2. Il primo motivo non ha pregio. Occorre richiamare i principi che, secondo diritto vivente, governano l'apprezzamento giudiziale della prova scientifica da parte del giudice di merito e 5 che presiedono al controllo che, su tale valutazione, può essere svolto in sede di legittimità. Nel delineare l'ambito dello scrutinio di legittimità, secondo i limiti della cognizione dettati dall'art. 609, cod. proc. pen., si è chiarito che alla Corte regolatrice è rimessa la verifica sulla ragionevolezza delle conclusioni alle quali è giunto il giudice di merito, che ha il governo degli apporti scientifici forniti dagli specialisti. La Suprema Corte ha evidenziato, sul piano metodologico, che qualsiasi lettura della rilevanza dei saperi di scienze diverse da quella giuridica, utilizzabili nel processo penale, non può avere l'esito di accreditare l'esistenza, nella regolazione processuale vigente, di un sistema di prova legale, che limiti la libera formazione del convincimento del giudice;
che il ricorso a competenze specialistiche con l'obiettivo di integrare i saperi del giudice, rispetto a fatti che impongono metodologie di individuazione, qualificazione e ricognizione eccedenti i saperi dell'uomo comune, si sviluppa mediante una procedimentalizzazione di atti (conferimento dell'incarico a periti e consulenti, formulazione dei relativi quesiti, escussione degli esperti in dibattimento) ad impulso del giudicante e a formazione progressiva;
e che la valutazione di legittimità, sulla soluzione degli interrogativi causali imposti dalla concretezza del caso giudicato, riguarda la correttezza e conformità alle regole della logica dimostrativa dell'opinione espressa dal giudice di merito, quale approdo della sintesi critica del giudizio (Cass.

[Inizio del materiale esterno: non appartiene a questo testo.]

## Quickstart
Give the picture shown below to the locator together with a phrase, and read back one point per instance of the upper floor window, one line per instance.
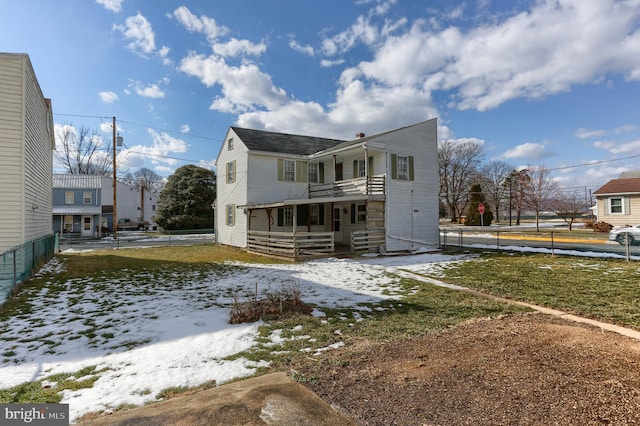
(313, 173)
(231, 171)
(289, 170)
(401, 167)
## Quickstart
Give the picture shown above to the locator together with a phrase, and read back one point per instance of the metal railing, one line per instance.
(21, 262)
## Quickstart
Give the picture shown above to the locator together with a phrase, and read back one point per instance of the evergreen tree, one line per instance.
(473, 215)
(185, 202)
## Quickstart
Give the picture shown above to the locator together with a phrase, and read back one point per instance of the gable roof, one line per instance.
(77, 181)
(620, 186)
(261, 140)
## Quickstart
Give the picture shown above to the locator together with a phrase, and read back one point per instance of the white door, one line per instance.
(87, 225)
(337, 224)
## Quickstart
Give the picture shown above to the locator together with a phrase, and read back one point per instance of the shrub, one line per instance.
(278, 304)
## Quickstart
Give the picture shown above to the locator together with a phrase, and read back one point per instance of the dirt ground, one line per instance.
(533, 369)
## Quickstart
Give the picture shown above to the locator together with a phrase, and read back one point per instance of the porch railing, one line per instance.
(367, 240)
(289, 244)
(374, 185)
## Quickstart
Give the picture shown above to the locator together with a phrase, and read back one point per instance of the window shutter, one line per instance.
(410, 168)
(303, 215)
(627, 205)
(301, 171)
(394, 166)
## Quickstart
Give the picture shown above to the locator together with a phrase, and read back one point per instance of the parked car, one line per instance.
(125, 224)
(621, 235)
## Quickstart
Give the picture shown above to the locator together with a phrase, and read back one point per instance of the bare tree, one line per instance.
(82, 151)
(569, 206)
(540, 191)
(457, 163)
(494, 174)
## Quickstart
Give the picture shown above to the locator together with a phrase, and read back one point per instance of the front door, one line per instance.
(337, 228)
(87, 225)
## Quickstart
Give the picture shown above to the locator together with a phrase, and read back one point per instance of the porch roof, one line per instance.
(300, 201)
(75, 210)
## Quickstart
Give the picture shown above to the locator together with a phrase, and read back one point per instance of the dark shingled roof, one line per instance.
(619, 186)
(260, 140)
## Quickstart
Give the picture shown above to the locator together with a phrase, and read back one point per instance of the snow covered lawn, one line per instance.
(146, 332)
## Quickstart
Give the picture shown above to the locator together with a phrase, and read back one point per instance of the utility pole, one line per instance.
(115, 185)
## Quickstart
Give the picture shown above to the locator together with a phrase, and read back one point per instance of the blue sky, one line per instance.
(553, 83)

Sez. 4, sentenza n. 80 del 17.01.2012, dep. 25.05.2012, n.m.). La Corte regolatrice ha anche recentemente ribadito il principio in base al quale il giudice di legittimità non è giudice del sapere scientifico e non detiene proprie conoscenze privilegiate. La Suprema Corte, cioè, è chiamata a valutare la correttezza metodologica dell'approccio del giudice di merito al sapere tecnico- scientifico, che riguarda la preliminare, indispensabile verifica critica in ordine all'affidabilità delle informazioni che utilizza ai fini della spiegazione del fatto (cfr. Cass. Sez. 4, Sentenza n. 43786 del 17/09/2010, dep. 13/12/2010, Rv. 248944; Cass. Sez. 4, sentenza n. 42128 del 30.09.2008, dep. 12.11.2008, n.m.). E si è pure chiarito che il giudice di merito può fare legittimamente propria, allorché gli sia richiesto dalla natura della questione, l'una piuttosto che l'altra tesi scientifica, purché dia congrua ragione della scelta e dimostri di essersi soffermato sulla tesi o sulle tesi che ha creduto di non dover seguire. Entro questi limiti, è del pari certo, in sintonia con il consolidato indirizzo interpretativo di questa Suprema Corte, che non rappresenta vizio della motivazione, di per sé, l'omesso esame critico di ogni più minuto passaggio della perizia (o della consulenza), poiché la valutazione delle emergenze processuali è affidata al potere discrezionale del giudice di merito, il quale, per adempiere compiutamente all'onere della motivazione, non deve prendere in esame espressamente tutte le argomentazioni critiche dedotte o 6 deducibili, ma è sufficiente che enunci con adeguatezza e logicità gli argomenti che si sono resi determinanti per la formazione del suo convincimento (vedi, da ultimo, Cass. Sez. 4, sentenza n. 692 del 14.11.2013, dep. 10.01.2014, Rv. 258127).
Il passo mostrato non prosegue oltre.